Female port worker says conflicting discrimination judgements breach human rights

Victoria Cassar had sued the Port Workers Board in 1993, after she was not allowed to fill her father's port worker job when he retired in 1992 because she is a woman

A woman whom the Constitutional Court found to have suffered gender discrimination by not being allowed to inherit her father's port worker job, only to then lose her civil case for damages has filed another court case arguing that the decision to overturn her €800,000 award breached her human rights.

Victoria Cassar had sued the Port Workers Board in 1993, after she was not allowed to fill her father's port worker job when he retired in 1992 because she is a woman, only to learn that her uncle had been accepted to fill her father's position in her stead.

Claiming to have suffered a substantial loss of earnings, the woman demanded damages.

In 2000, the First Hall of the Civil Court in its Constitutional jurisdiction had ordered the Port Workers Board to allow her to register herself as being eligible to be a port worker as from 1992. The Constitutional Court had confirmed the judgment, a year later. A civil case for the liquidation of damages was then filed and in 2012, awarded her €799,168 in damages.
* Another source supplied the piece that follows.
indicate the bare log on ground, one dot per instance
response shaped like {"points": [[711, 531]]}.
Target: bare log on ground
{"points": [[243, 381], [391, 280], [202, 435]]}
The Chairman of the Port Workers Board had filed an appeal against the damages awarded and the Court of Appeal had overturned the award, concluding hat the appellant Port Workers Board was not responsible for the damages suffered by the woman.

In an appeal application filed by lawyer Tonio Azzopardi, Cassar is arguing that the appeal judgment was incompatible with that of the Constitutional Court and violates her constitutional right to freedom from discrimination and constituted degrading treatment. The Court of Appeal was obliged to decide the issue according to the decision of the Constitutional Court, he argued.

The appeals court had effectively erased a res judicata, (an unalterable court decision) which in itself is a violation of the right to a fair hearing, argued the lawyer.

Azzopardi argued that the State was liable in tort for the Port Workers Board actions as well as because it had permitted what he described as “this anachronistic discrimination on the basis of gender, ” and for the loss of earnings suffered by the woman.

The court application called on the court to declare that Cassar had suffered a breach of her fundamental human rights, to order that she be given her father's licence with effect from 1992, revoke the May 2017 judgment of the Court of Appeal and order the payment of liquidated damage together with consequential damages and moral damages.

The demand was filed together with a judicial protest filed by Cassar's son Carlo, who argued that he had a legitimate expectation to inherit the port worker licence from his mother and was holding the Minister for Transport, Transport Malta and the Port Workers Board responsible in damages.